The characteristics that are passed on to different life forms were compared to the western idea of a soul. It was agreed that this soul is probably not a physical object that is passed from one organism to another. If it were a physical object, it would be impossible to explain its movements around the globe using physics; either the laws of physics are wrong, or the soul is not physical and those laws do not apply to it. To allow the laws of physics and our idea of the soul to coexist, the unique sets of characteristics that define an individual were compared to a unique wave pattern, rather than a particle, that could be present in different organisms. Exactly how this pattern could be observed, or any other characteristics about the wave, was not discussed.

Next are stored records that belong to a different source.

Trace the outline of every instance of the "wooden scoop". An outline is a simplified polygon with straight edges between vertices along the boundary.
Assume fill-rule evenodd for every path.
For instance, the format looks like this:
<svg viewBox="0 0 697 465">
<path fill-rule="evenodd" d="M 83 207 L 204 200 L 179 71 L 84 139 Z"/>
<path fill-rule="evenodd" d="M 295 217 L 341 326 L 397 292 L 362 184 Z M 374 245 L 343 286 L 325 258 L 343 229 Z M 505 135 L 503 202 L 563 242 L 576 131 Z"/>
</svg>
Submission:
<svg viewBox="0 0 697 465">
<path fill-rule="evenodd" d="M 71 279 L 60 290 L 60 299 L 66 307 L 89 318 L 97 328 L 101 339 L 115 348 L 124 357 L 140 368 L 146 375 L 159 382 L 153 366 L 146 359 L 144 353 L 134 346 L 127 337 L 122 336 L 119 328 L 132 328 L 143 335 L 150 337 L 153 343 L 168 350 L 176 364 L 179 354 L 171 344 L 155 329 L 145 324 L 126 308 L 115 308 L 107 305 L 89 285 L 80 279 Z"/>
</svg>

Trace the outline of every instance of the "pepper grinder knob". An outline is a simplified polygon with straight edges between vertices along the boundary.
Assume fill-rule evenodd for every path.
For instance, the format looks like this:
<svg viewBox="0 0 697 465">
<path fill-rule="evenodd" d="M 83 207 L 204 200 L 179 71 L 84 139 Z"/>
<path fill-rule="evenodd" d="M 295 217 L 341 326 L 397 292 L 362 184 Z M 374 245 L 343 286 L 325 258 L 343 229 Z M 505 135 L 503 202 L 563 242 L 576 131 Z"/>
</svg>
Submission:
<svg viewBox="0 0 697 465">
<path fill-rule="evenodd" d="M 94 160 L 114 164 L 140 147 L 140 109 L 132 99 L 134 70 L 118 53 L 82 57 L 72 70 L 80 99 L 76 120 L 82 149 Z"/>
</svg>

A lot of time was spent understanding the role of the soul and the individual in Buddhism. Western philosophies place a lot of importance on the individual. Our most prominent religions focus on leading a good life so that our soul can enjoy a good afterlife and that we as individuals can be happy. Buddhism places much less significance on the individual and is much more concerned with how things are connected to and dependent upon one another. It is difficult, then, to understand why so much effort is put into achieving nirvana for the individual and why it matters if the individual leaves the birth death cycle.
This difficulty may have stemmed from a lack of clarity on what nirvana is and why it is desirable. Nirvana was described as completely losing one’s identity, something westerners value, and accepting the interconnectedness of everything. People who have achieved nirvana are totally disconnected from those around them. They witness and understand the emotions of others but are not negatively or positively affected by those emotions. In this way, they can experience no pain, but it seems that they can also experience no pleasure. Nirvana and why it is appealing was difficult to grapple with.
Another question left unanswered was, if Buddha had achieved Nirvana, why he still felt compelled to return and help those around them. It is said that Buddha returned because he felt compassion for all sentient beings and wanted to end suffering. Through the course of the discussion, we were unable to pin down how one can have empathy while being completely disconnected from those around them. How could Buddha have felt compassionate about the suffering of his fellow sentient beings without empathy? How can there be true empathy without any connection with the people around us?
The discussion ended, as usual, with many open questions.